Like any pure strategy game, Go is essentially a solvable puzzle, as either player one or player two is predetermined to win a perfectly played game. When played perfectly, games such as tic-tac-toe and checkers result in a tie. The problem with mastering Go, however, has to do with its complexity.

To put Go’s complexity into perspective, checkers has an estimated 10^20 positions, while chess has an estimated 10^60 possible variations in moves. Go, on the other hand, has about 10^700 legal positions. No existing computer can even begin to process the sheer volume of variations required to look for a solution for Go.

So, Go’s complexity rules out a “brute force” solution to the game, which refers to a method that game computers employ to search through millions of variations in order to find the best possible line. Therefore, DeepMind AlphaGo uses a machine learning system on a convolutional neural network that allows it to not only learn the rules, but also improves with each game it plays.

The DeepMind team initially trained AlphaGo by giving it a database — consisting of about 30 million moves — of high quality recorded human games so the program could begin to mimic the players’ moves. Most of AlphaGo’s development occurred in the second stage of its training, which consisted of the program playing millions of games against itself and keeping track of all possible moves.

With the exception of AlphaGo, top Go computers tend to hit a wall below human professional level. These computers do not have the self-learning component of AlphaGo, but rather rely on a Monte-Carlo Tree Search, which looks at the most promising moves, examines possible subsequent variations and chooses the best move from the set.
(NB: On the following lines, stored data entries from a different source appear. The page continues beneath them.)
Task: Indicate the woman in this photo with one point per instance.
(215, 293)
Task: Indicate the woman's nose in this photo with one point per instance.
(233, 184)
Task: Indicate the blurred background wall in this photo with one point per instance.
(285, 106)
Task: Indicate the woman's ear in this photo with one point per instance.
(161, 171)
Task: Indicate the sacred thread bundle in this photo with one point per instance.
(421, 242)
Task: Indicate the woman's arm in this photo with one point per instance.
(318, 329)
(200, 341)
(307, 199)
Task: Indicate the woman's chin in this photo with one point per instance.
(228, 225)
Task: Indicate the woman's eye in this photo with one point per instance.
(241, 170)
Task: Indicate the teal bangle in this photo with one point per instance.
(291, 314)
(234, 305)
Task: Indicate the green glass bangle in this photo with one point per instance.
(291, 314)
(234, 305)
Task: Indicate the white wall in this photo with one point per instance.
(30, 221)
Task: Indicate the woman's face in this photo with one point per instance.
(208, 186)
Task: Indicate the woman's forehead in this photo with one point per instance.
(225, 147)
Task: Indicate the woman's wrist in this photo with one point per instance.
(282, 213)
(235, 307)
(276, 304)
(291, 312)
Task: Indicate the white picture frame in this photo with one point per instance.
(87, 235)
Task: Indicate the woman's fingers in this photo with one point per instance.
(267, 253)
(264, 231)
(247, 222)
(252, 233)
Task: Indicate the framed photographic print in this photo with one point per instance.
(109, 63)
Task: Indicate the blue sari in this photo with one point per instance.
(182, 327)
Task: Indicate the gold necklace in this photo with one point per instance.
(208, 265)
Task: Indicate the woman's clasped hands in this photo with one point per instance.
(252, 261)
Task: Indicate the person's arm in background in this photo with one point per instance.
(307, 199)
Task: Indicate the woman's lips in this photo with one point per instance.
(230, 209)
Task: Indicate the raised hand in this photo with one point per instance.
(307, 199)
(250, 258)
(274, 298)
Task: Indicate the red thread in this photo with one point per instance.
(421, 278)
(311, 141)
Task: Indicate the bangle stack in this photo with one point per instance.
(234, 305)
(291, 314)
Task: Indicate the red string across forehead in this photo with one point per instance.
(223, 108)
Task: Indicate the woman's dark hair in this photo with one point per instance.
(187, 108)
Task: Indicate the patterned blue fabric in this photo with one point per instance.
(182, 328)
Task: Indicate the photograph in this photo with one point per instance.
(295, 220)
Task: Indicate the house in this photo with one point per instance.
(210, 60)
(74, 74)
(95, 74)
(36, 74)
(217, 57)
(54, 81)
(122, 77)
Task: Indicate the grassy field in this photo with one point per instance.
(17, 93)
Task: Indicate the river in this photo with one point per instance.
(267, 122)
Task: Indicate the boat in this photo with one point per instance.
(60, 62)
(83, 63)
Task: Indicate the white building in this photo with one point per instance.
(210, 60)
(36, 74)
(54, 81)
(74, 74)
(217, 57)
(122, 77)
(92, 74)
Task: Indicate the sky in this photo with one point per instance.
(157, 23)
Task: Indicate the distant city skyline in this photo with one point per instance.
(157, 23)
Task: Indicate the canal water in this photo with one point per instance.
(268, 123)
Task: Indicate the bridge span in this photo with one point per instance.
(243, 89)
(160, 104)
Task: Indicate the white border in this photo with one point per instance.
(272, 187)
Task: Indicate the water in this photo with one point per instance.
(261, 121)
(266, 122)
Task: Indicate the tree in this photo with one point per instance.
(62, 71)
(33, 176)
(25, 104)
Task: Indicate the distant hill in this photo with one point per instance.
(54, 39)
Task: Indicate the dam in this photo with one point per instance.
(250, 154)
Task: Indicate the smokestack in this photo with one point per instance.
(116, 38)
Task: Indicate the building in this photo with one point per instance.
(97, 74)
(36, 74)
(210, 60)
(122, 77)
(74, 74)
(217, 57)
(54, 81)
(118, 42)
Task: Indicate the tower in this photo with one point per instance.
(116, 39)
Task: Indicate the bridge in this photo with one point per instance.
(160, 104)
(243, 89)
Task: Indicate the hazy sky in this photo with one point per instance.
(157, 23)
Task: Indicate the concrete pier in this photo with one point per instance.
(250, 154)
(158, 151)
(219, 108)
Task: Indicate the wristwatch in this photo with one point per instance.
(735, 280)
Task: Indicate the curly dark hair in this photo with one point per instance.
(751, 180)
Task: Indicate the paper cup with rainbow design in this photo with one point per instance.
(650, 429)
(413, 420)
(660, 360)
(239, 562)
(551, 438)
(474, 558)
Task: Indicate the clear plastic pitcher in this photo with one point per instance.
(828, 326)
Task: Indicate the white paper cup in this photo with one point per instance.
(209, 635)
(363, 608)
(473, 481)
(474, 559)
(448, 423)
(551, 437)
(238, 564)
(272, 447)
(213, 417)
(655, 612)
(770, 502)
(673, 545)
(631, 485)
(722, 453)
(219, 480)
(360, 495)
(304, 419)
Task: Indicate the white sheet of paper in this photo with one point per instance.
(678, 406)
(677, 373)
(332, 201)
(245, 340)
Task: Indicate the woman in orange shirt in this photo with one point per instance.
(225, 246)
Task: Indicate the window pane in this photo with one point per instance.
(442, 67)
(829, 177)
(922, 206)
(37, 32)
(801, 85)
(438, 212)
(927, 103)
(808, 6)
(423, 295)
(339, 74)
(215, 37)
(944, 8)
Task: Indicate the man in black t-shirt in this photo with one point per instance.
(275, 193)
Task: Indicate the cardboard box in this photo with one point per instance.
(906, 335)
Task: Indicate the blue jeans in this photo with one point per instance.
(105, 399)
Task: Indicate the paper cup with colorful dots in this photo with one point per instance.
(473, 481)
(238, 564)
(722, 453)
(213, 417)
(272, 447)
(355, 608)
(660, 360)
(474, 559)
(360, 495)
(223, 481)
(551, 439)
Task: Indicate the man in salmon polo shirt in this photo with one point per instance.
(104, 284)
Although AlphaGo soundly defeated Fan Hui, the reigning European Go Champion, before taking on Lee Sedol, most members of the Go community felt that the program would be unable to take a game from the Korean champion. Although Fan Hui and Lee Sedol are both professional Go players, there is a stark difference in their playing strength, which is evidenced by their respective rankings, 2P and 9P.

Go uses a traditional rank promotion system that, for professionals, begins at 1P (short for 1 Dan professional), and ends with 9P (9 Dan professional, the highest achievable rank).
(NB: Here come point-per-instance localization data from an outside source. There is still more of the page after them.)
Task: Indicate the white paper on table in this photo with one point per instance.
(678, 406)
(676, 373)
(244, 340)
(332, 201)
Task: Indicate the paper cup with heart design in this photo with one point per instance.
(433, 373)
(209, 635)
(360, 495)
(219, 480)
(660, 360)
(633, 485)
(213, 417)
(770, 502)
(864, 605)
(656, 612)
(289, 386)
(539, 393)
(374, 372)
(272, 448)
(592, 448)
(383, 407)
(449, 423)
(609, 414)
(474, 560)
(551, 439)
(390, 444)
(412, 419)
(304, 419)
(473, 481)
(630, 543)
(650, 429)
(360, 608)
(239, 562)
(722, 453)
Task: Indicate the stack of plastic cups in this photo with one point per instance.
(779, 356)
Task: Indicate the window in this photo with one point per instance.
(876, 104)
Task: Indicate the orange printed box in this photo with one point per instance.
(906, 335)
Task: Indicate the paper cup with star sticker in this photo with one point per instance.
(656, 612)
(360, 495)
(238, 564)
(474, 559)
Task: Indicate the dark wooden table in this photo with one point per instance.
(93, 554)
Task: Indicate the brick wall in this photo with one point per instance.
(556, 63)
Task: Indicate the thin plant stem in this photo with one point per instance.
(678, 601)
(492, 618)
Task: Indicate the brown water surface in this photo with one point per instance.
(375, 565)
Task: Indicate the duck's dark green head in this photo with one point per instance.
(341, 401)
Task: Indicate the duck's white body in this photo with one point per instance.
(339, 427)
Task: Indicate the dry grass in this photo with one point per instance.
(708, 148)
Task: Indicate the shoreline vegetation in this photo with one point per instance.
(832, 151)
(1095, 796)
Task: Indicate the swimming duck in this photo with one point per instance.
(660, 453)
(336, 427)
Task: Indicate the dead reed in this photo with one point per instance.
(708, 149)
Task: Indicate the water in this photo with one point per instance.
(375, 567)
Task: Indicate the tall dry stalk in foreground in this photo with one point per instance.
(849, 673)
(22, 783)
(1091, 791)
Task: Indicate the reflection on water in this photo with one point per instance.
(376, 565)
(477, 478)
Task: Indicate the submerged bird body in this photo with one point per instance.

For the match against Sedol, the DeepMind team used a distributed version of AlphaGo that used 1,920 CPUs and 280 GPUs. The machine took the first three games, showing a novelty in the second with move 37, which top Go analysts agreed no professional human would think of making.
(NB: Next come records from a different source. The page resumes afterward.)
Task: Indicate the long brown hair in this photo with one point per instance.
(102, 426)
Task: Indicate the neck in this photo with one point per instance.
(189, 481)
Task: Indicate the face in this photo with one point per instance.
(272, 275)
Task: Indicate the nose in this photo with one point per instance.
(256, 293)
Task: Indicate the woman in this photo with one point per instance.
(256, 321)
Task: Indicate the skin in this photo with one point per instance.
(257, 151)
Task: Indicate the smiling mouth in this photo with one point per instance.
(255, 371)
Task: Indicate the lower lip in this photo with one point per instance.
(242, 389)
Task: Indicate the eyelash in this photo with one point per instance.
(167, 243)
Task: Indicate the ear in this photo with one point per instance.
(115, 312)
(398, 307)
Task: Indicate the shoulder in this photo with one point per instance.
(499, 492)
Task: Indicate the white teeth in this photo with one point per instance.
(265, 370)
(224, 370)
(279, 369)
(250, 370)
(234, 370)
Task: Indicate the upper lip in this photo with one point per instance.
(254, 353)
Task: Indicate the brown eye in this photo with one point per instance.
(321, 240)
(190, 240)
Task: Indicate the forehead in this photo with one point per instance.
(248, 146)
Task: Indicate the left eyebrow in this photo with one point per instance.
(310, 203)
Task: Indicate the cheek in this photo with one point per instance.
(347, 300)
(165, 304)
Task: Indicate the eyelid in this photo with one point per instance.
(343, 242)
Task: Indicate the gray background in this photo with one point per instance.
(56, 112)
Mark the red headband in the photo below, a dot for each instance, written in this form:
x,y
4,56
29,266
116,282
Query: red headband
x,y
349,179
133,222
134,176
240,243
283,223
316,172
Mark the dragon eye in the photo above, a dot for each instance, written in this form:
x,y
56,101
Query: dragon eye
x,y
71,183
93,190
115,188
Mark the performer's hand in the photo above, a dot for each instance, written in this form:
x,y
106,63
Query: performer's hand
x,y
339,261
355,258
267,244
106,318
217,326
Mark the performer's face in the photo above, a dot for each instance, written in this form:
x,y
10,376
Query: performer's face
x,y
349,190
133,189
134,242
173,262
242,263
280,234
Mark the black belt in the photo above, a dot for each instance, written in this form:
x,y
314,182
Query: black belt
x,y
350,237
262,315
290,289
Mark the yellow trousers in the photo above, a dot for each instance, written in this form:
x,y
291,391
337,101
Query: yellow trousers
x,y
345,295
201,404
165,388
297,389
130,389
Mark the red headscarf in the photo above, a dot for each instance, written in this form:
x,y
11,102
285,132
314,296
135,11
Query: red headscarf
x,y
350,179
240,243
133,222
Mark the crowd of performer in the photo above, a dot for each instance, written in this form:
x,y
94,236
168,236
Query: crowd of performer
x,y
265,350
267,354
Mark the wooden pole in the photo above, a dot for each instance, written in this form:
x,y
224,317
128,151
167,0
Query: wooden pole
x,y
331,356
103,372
Despite having already lost the match, Sedol responded in the fourth game with a win, confusing AlphaGo on move 78; AlphaGo had estimated the chances of Sedol playing this move at one in ten thousand, and was unable to cope with the development, immediately losing its advantage on the board. Once AlphaGo recognized its mistake, it proceeded to engage in dubious play that even a novice human player would agree was objectively poor. Because AlphaGo won game five, game four presents the only example of AlphaGo attempting to play from a losing position.

“To be honest we are a bit stunned and speechless,” Hassabis said, responding to the DeepMind Challenge. “AlphaGo can compute tens of thousands positions a second, but it’s amazing that Lee Sedol is able to compete with that and push AlphaGo to the limit.”

The poor play demonstrated by AlphaGo in game four is seen in all Go computers that use the Monte-Carlo Tree Search. In this sense, even AlphaGo is unable to totally emulate the human approach to Go and room for improvement is evident.

Go is by far the most complex popular board game developed by man, and its conquest by AlphaGo can be seen as the end of a programming era in which the winning of complicated board games signified progress within the community. Hassabis says that DeepMind’s goal is to eventually apply its general AI learning algorithms to socially practical areas in health care and science.